串田「でもねえ、僕はやっぱり観る専門家じゃないんですよ(笑)」

富樫「いえいえ。幕が開いてすぐから、舞台を熱心に観ていらっしゃいましたが…まずは大道具を?」

串田「そう。まずは大道具を観てね。で、今日だと屋敷は白木のセットだけど、井戸だけ異常に古いな、なんでだろうと思ったりしてね(笑)。きっと担当の人が違って分業なんだろうな、なんて思うわけ(笑)」

富樫「なるほど…。芝居が始まってからも独自のタイミングで笑ってましたが?」

串田「例えばね、最後に問注所の場面があったでしょ。そこの役人の芝居をずっと観ていたら、いろんなことを想像しちゃって」

 『裏表先代萩』は、仙台伊達藩の御家騒動をモチーフとした武家物語を「表」、江戸時代に実際起こった医者殺し(※3)を下敷きにした世話物を「裏」として同時期に繰り広げられる御殿と庶民の邸宅での出来事が交互に描かれます。大詰めは、医師を殺害した下男・小助と疑いをかけられた下女・お竹が吟味を受ける場面。実はお竹は無罪なのですが、殺害現場に残された下駄と、彼女が借金を頼むために認めた手紙の切れ端が、医者殺しの動かぬ証拠と激しく追いつめられます。

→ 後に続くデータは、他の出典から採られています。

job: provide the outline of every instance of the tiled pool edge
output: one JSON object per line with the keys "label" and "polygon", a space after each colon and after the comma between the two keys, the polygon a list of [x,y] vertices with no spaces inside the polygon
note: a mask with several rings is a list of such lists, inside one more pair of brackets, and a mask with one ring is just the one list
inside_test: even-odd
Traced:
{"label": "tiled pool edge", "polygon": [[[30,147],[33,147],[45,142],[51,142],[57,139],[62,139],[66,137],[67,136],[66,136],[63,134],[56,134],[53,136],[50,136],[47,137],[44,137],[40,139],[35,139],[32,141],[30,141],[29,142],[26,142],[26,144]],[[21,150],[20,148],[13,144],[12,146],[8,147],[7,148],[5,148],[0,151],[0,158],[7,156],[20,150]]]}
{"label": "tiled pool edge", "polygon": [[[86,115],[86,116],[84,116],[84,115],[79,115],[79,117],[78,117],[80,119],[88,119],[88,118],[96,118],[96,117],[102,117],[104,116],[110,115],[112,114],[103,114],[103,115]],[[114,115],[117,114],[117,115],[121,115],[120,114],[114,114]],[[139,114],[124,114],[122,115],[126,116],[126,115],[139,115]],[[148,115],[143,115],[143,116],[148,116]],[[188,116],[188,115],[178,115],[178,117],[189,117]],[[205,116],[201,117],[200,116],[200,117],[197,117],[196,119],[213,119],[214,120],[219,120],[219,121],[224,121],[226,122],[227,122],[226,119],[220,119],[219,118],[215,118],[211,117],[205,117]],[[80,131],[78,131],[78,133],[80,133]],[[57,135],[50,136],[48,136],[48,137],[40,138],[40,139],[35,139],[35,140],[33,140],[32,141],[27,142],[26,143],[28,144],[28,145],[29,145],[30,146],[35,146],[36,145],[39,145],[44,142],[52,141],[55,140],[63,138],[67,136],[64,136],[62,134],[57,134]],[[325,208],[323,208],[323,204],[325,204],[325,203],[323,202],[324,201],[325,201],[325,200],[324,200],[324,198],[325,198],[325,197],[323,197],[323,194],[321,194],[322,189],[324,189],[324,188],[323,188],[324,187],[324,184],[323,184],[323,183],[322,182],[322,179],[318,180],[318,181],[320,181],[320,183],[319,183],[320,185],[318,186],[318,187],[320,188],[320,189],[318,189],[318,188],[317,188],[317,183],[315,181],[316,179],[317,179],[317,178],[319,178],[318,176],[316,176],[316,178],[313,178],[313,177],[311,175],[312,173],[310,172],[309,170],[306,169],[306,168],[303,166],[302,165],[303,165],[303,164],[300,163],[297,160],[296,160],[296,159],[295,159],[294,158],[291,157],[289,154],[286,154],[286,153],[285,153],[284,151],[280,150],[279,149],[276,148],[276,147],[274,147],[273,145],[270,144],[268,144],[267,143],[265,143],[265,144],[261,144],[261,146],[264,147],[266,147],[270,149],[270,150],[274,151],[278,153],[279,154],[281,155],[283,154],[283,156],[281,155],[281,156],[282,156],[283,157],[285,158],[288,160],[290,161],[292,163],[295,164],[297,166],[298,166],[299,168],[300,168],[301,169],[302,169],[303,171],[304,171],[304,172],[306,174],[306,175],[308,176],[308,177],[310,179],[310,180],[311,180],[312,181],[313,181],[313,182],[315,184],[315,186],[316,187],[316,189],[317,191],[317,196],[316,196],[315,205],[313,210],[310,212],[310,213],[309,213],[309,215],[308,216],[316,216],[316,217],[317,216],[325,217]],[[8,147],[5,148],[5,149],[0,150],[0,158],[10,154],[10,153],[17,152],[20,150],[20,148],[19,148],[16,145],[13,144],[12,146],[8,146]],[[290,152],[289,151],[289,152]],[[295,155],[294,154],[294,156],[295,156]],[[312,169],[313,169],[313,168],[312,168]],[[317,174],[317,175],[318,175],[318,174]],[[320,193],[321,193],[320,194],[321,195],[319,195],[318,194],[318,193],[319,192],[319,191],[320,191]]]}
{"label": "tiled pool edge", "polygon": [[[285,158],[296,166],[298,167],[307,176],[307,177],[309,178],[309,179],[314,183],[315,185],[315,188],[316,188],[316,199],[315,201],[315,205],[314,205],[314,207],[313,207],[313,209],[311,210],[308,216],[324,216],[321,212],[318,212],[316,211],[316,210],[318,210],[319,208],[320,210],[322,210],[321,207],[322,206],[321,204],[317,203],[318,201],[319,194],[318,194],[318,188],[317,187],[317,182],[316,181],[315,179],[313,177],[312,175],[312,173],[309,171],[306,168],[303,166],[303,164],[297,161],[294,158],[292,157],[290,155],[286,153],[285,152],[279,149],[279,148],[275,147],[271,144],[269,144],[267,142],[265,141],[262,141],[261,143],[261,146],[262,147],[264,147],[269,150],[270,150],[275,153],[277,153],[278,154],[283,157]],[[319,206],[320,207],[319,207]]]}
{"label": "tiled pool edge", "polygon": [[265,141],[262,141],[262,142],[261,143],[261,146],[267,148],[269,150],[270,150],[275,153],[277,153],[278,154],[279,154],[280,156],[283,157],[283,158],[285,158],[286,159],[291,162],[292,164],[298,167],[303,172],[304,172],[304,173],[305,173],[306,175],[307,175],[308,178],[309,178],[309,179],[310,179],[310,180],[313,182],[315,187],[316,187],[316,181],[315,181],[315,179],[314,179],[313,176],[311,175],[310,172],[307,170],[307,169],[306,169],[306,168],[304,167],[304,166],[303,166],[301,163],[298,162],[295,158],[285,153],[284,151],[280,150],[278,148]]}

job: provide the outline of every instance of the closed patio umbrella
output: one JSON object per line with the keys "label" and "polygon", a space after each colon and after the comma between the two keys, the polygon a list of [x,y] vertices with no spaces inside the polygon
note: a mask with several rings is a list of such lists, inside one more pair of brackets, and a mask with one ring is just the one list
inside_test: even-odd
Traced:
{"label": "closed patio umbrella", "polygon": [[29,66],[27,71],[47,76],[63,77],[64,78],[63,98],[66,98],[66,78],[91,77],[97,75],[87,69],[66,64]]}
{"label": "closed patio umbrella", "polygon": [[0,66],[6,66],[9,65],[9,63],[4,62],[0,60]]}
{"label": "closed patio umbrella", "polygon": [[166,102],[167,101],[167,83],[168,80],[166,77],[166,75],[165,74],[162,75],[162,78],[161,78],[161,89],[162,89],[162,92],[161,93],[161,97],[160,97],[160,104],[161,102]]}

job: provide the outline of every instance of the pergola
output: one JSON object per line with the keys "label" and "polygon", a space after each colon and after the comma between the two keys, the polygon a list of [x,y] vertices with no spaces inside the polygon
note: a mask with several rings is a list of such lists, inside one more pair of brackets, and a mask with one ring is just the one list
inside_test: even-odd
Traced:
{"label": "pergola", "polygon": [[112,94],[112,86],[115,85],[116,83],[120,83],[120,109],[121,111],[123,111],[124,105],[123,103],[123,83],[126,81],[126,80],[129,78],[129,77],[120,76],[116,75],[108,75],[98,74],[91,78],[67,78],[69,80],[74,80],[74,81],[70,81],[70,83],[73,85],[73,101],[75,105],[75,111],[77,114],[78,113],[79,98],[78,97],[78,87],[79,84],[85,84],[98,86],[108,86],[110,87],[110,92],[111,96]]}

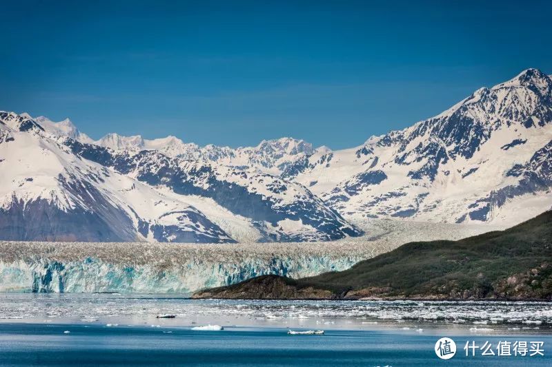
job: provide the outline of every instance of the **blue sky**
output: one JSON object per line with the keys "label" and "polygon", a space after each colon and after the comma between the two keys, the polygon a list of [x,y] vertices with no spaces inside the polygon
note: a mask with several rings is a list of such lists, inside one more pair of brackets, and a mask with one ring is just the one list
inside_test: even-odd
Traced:
{"label": "blue sky", "polygon": [[546,1],[14,3],[0,109],[95,138],[349,147],[524,69],[552,73]]}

串田「お竹の側についている役人がずっと無表情で動かないんだよね。そういう役柄の人を演じているのか、それとも歌舞伎の作法としてそうやっているのか気になって(笑)。あんなショッキングなこと言われたら、普通女のほう観るだろう!とか」

富樫「(笑)ずっとそういうことを考えて観ていらっしゃるんですか?」

串田「そんなことないですよ(笑)。役者の芝居にはっと惹き込まれるし、いい台詞だなと聞いている時もある。けどやっぱり、『自分がやるとしたらどうしよう』とか『今日の芝居なら、どこカットしたんだろう?もしかしてカットしたところに大事なことがあるんじゃないか』とかね。台本貸してみて!読み直したい!とか思っちゃう。やっぱり観る専門家じゃないね(笑)」

 解らないことがあると気になってしかたないとおっしゃる串田さんが歌舞伎を初めて演出したのは今から13年前。本水の中で役者が派手に水しぶきをあげる大立ち回りのインパクトは、観客に衝撃を与えるとともに熱狂的な支持を受けました。
 以来、今年で演出した歌舞伎公演は16本を数えます。